Let's focus specifically on the latter group. Imagine you're a 17 year-old junior in high school with a part-time job paying the minimum wage. You're eager to get started with life. You want to get a car, a place of your own, and maybe even get married. You're bored with high school and don't expect to go to college.
If you stay in school, you sacrifice current wages for higher future income. If you drop out, you likely will have a lower lifetime income, but start making money immediately.
Although you likely wouldn't articulate the problem in these terms, you're faced with a capital budgeting problem. Should you invest in your human capital by staying in school or should you drop out and go to work full time?
Although there are several ways for a business to make capital budgeting decisions, the simplest and most relevant to our hypothetical teenager is net present value. You therefore should discount to present value the net stream of income that would be generated by each of your choices.
The problem is that research in behavioral economics suggests that young people tend systematically to err in assigning discount rates; specifically, because they tend to be systematically biased in favor of current consumption, they tend to use too high a discount rate in making such calculations. As a result, the prospect of an immediate income will be given too much weight in their calculus and the prospect of higher lifetime earnings in the future too little weight and, when deciding between work and a present paycheck versus staying in school and deferral of income, they will tend to err towards the former.

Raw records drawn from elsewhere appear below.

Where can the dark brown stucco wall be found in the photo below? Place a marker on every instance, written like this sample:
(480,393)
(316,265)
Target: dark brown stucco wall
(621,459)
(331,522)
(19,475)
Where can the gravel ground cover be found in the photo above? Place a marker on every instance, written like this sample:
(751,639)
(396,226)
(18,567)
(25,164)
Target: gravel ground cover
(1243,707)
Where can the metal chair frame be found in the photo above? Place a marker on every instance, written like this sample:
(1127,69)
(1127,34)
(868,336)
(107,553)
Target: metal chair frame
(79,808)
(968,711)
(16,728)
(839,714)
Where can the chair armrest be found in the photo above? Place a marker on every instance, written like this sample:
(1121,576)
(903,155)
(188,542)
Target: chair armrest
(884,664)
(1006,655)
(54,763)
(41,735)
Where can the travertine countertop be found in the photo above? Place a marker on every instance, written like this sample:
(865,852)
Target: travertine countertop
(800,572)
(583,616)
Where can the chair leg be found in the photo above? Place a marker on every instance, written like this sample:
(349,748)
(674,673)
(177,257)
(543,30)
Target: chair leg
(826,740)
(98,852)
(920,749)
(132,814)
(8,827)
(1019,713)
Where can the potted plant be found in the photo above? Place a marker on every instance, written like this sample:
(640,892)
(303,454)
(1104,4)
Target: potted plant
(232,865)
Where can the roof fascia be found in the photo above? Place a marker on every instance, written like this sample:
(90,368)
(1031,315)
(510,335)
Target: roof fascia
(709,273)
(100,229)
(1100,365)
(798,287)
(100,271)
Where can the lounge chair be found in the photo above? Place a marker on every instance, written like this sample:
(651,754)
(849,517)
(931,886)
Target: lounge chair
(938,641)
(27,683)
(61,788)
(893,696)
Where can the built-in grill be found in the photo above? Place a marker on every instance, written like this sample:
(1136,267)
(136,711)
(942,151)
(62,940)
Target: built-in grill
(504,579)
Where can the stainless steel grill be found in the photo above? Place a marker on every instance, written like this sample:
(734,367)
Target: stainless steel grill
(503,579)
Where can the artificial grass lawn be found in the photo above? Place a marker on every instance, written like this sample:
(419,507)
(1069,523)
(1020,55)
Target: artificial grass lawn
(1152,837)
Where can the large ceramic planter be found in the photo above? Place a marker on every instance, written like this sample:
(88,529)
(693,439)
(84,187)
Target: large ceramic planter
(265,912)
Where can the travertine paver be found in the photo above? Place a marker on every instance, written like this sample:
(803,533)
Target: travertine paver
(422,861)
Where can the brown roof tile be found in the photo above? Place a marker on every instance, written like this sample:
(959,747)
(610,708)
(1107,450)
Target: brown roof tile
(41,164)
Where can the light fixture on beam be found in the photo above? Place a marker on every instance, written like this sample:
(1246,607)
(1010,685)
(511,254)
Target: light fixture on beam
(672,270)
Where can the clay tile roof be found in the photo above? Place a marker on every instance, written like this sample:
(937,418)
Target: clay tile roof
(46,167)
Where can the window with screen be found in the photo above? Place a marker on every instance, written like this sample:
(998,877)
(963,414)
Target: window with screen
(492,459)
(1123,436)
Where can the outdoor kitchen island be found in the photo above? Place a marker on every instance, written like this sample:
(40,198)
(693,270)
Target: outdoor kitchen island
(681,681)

Although relatively little empirical research has been done on the effect of a minimum wage hike on the demand for work by teenagers, one study does find results consistent with the foregoing analysis:
"Minimum wages increase the probability that teenagers leave school to become employed or work more hours, and increase the probability that they leave school and become non-enrolled and non-employed. Minimum wages also increase the probability that lower-wage employed teenagers become non-enrolled and non-employed." (Link)
Increasing the minimum wage is thus problematic because it makes the choice of work over school marginally more attractive.
For America to be competitive in a global marketplace, it needs an educated workforce. Minimum wage policy therefore must take into account the impact of changes in the minimum wage on the choice the youngest workers make between school and work.
The foregoing analysis has two specific implications for minimum wage policy. First, a differential lower minimum wage for those who have not completed a high school degree should result in a lower dropout rate.
Second, and here is where I think Schwarzenegger is wrong, the minimum wage ought to be indexed. Under current law, we get episodic large hikes in the minimum wage. In the interim between hikes, inflation tends to erode the value of the minimum wage, which will encourage teenagers to stay in school. In the year that a large hike occurs, however, the growth in the minimum wage far outstrips inflation, which tips the balance in favor of work. An indexed minimum wage, which grew steadily and no faster than inflation, would avoid the potential for biasing the choice between work and school.